The Indian OTT landscape is fiercely competitive, with platforms spending millions to build a distinct identity.
From SonyLIV’s focus on sports and original dramas to ZEE5’s wide regional library and Hoichoi’s niche Bengali content, each brand markets itself as unique. Yet, a puzzling contradiction has emerged: several of these platforms allow their content to be streamed through Airtel’s Xstream app, despite its long list of issues.
At the same time, giants like Netflix, JioHotstar, and even Amazon Prime Video have resisted such integration. They prefer to preserve their standalone presence, their own app ecosystems, and most importantly, their brand identity. Why then are others willing to dilute theirs?
Airtel’s Xstream has been plagued with performance complaints, laggy UI, login issues, broken search functions, and poor user experience.
Consumers routinely vent on social media about how the app diminishes their viewing experience. Instead of enjoying premium content, users are stuck in buffering loops or clunky navigation.
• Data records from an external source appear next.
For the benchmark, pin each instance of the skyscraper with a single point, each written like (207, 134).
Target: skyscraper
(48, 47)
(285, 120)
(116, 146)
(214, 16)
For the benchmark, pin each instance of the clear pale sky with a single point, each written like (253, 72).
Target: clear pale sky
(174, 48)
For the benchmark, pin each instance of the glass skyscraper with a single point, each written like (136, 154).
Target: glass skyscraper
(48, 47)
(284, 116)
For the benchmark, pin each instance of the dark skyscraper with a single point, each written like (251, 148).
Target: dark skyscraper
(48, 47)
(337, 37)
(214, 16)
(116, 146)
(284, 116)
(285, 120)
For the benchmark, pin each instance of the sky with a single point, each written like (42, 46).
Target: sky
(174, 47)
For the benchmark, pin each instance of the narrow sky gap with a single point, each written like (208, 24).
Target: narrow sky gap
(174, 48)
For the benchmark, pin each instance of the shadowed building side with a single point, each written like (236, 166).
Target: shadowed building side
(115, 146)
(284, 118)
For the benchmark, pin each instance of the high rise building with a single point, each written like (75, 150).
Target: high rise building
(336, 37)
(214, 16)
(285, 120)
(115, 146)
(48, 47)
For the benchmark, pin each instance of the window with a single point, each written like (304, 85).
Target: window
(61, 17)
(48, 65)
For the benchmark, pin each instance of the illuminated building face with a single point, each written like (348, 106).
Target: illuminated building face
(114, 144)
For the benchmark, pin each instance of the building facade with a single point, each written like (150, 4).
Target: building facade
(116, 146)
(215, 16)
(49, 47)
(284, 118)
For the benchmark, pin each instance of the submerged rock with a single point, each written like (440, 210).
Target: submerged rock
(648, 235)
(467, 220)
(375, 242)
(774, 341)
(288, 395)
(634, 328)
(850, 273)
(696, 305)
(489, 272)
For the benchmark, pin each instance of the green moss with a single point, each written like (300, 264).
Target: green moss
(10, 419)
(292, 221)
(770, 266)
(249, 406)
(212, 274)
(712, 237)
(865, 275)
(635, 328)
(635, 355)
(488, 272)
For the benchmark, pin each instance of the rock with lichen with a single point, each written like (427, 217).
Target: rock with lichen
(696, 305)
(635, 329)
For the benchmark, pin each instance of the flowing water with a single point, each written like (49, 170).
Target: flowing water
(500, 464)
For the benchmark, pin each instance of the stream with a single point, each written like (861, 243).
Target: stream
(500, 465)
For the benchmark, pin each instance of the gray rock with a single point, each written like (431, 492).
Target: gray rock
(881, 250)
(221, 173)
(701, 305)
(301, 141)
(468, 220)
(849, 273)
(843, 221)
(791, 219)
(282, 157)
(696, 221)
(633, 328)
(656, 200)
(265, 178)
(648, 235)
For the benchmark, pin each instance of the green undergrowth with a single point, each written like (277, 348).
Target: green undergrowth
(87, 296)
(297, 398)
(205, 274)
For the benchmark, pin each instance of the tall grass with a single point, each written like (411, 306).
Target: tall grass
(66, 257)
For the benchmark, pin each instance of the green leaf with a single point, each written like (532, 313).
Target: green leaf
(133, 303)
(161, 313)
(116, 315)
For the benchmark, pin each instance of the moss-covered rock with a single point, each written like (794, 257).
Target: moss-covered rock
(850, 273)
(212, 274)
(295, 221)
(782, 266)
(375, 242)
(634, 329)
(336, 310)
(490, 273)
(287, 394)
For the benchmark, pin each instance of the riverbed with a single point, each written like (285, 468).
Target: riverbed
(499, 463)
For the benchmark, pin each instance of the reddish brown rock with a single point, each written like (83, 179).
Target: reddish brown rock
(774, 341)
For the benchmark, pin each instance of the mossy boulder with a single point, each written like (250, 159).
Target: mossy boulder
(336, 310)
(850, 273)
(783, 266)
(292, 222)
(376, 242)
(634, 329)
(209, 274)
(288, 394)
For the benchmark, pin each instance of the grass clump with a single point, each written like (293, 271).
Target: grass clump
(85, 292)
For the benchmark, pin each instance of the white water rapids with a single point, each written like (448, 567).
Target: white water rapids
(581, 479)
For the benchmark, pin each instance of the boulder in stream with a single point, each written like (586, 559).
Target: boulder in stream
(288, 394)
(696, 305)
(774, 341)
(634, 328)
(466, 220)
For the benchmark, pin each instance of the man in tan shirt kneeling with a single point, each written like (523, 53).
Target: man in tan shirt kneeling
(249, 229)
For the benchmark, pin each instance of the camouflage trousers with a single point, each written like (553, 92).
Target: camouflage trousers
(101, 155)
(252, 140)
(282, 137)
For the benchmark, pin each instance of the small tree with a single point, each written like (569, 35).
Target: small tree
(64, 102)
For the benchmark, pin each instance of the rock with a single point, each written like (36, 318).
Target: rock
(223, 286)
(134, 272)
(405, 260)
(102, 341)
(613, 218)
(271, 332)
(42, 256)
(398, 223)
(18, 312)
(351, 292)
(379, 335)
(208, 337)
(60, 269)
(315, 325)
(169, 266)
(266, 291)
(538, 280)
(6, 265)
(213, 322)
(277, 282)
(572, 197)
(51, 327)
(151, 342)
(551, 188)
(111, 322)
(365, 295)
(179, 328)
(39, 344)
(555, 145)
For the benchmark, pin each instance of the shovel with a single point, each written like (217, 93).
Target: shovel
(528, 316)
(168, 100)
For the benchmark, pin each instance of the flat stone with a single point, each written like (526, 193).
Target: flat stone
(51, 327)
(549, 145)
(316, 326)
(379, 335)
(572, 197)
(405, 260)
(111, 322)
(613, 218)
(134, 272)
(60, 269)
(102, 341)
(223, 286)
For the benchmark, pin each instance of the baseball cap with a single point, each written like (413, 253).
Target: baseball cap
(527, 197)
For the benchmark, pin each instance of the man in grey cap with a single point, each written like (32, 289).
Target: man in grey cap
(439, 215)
For platforms like SonyLIV or ZEE5, allowing their libraries to be consumed through Xstream essentially ties their carefully curated content to an inferior user interface. This compromises the audience’s perception of the brand. When the experience is poor, the average user doesn’t blame Airtel, they blame the platform whose content they were trying to watch.
The decision seems to boil down to reach.
Xstream, being bundled with Airtel plans, provides these platforms with access to millions of potential subscribers. It’s a shortcut to visibility in a market crowded with apps.
But the trade-off is serious: brand dilution. When users consume SonyLIV content through Xstream, they aren’t interacting with SonyLIV’s app, its interface, or its ecosystem. They’re engaging with Airtel’s, and Airtel takes center stage.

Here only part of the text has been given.